# How to check if a binary tree is balanced

Question 4.1 of *Cracking the Coding Interview*:

Implement a function to check if a binary tree is balanced. For the purposes of this question, a balanced tree is defined to be a tree such that the heights of the two subtrees of any node never differ by more than one.

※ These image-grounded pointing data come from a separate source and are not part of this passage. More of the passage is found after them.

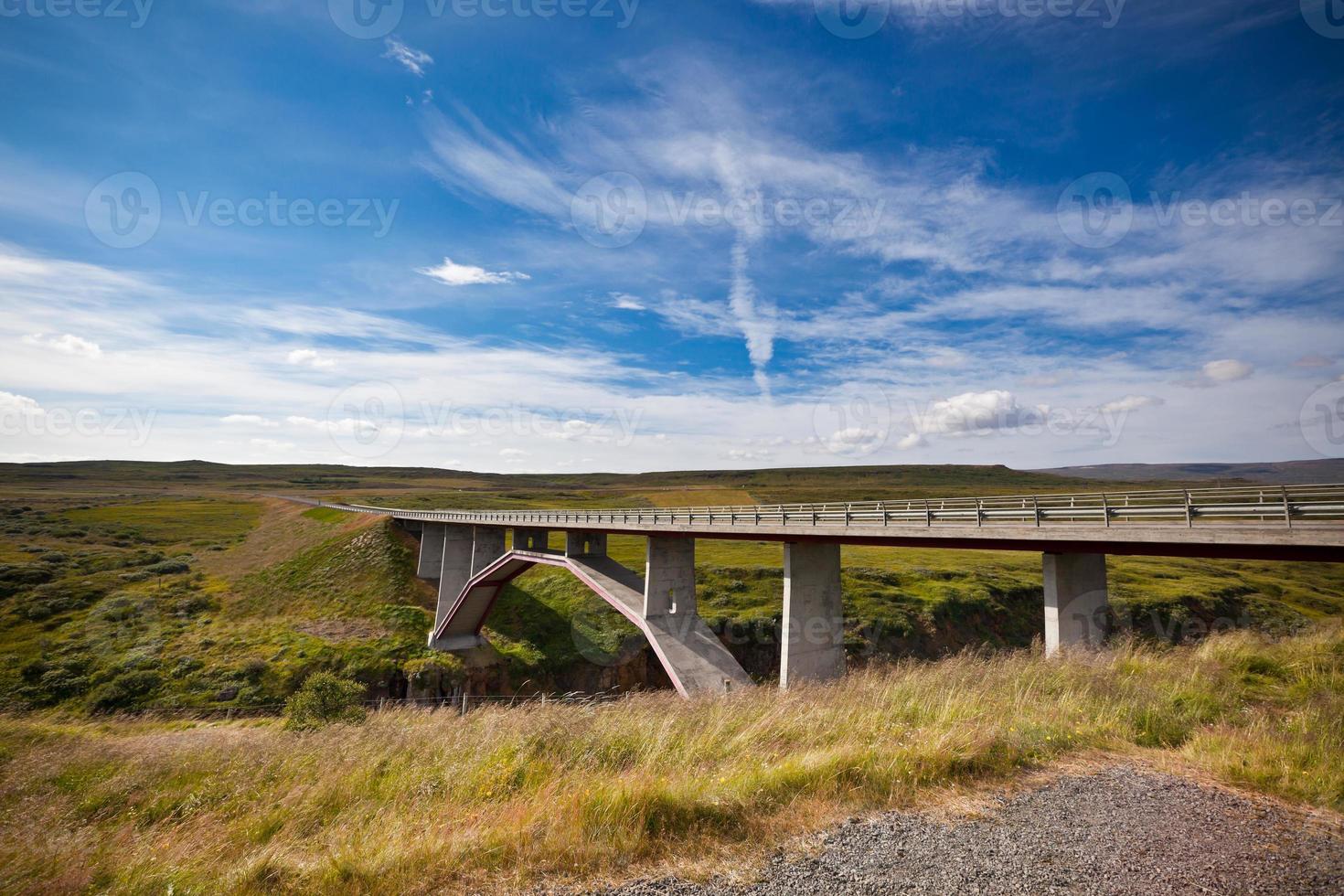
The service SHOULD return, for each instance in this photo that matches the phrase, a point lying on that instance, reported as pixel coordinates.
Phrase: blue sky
(597, 235)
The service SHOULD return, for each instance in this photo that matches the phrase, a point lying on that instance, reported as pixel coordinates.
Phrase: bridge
(465, 552)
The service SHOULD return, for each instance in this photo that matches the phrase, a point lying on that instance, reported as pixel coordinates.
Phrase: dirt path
(1120, 830)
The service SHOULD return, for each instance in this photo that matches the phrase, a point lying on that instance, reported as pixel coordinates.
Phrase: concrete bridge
(466, 554)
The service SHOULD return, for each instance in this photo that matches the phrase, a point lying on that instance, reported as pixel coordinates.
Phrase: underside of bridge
(475, 569)
(472, 567)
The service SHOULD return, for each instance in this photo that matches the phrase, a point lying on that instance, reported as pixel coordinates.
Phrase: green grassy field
(126, 586)
(418, 802)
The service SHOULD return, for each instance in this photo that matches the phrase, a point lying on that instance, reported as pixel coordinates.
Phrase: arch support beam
(814, 620)
(1077, 601)
(432, 551)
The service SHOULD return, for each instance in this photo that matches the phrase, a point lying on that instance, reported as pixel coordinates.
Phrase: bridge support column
(454, 571)
(1075, 601)
(531, 539)
(432, 551)
(585, 544)
(486, 547)
(669, 578)
(814, 620)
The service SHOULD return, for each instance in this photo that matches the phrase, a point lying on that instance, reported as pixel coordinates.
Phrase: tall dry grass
(423, 802)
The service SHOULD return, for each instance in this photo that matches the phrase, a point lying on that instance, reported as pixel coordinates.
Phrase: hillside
(1273, 473)
(133, 584)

To implement this, we can just translate the English definition into a given programming language. Here it is in Haskell:

```
module BalancedTree where
import qualified Data.Maybe
data Tree = Leaf | Branch Tree Tree
isBalanced :: Tree -> Bool
isBalanced Leaf = True
isBalanced (Branch l r) =
isBalanced l && isBalanced r && diff (height l) (height r) <= 1
height :: Tree -> Int
height Leaf = 0
height (Branch l r) = max (height l) (height r) + 1
diff n m = abs (n-m)
```

This naive translation gives an `O(n*log(n))`

algorithm,
which is not too bad.
But it does a linear-time amount of work at each node
to calculate the heights of each subtree.
But we can reduce the work at each node to constant time,
by passing up a `height`

from the recursive calls.
This gives us an `O(n)`

algorithm:

```
module BalancedTree where
import qualified Data.Maybe
data Tree = Leaf | Branch Tree Tree
isBalanced :: Tree -> Bool
isBalanced = Data.Maybe.isJust . isBalancedWithHeight
isBalancedWithHeight :: Tree -> Maybe Int
isBalancedWithHeight Leaf = Just 0
isBalancedWithHeight (Branch l r) = do
lh <- isBalancedWithHeight l
rh <- isBalancedWithHeight r
if diff lh rh <= 1
then Just $ max lh rh + 1
else Nothing
diff n m = abs (n-m)
main :: IO ()
main = print $ all id [
isBalanced Leaf,
isBalanced (Branch Leaf Leaf),
isBalanced (Branch (Branch Leaf Leaf) Leaf),
not $ isBalanced (Branch Leaf (Branch Leaf (Branch Leaf Leaf)))
]
```

How did I work out that the naive algorithm is `O(n*log(n))`

?
I actually did it by noticing “this looks like a sorting algorithm”,
in that it makes recursive sub-calls then does a linear amount of work,
then remembering that "these sorting algorithms are `O(n*log(n))`

.
A more principled way is to write out the recurrence relation,
`T(n) = 2*T(n/2) + n`

,
then use magic master theorem.
I’m sure I’ll have to learn the master theorem properly in a future question from this book.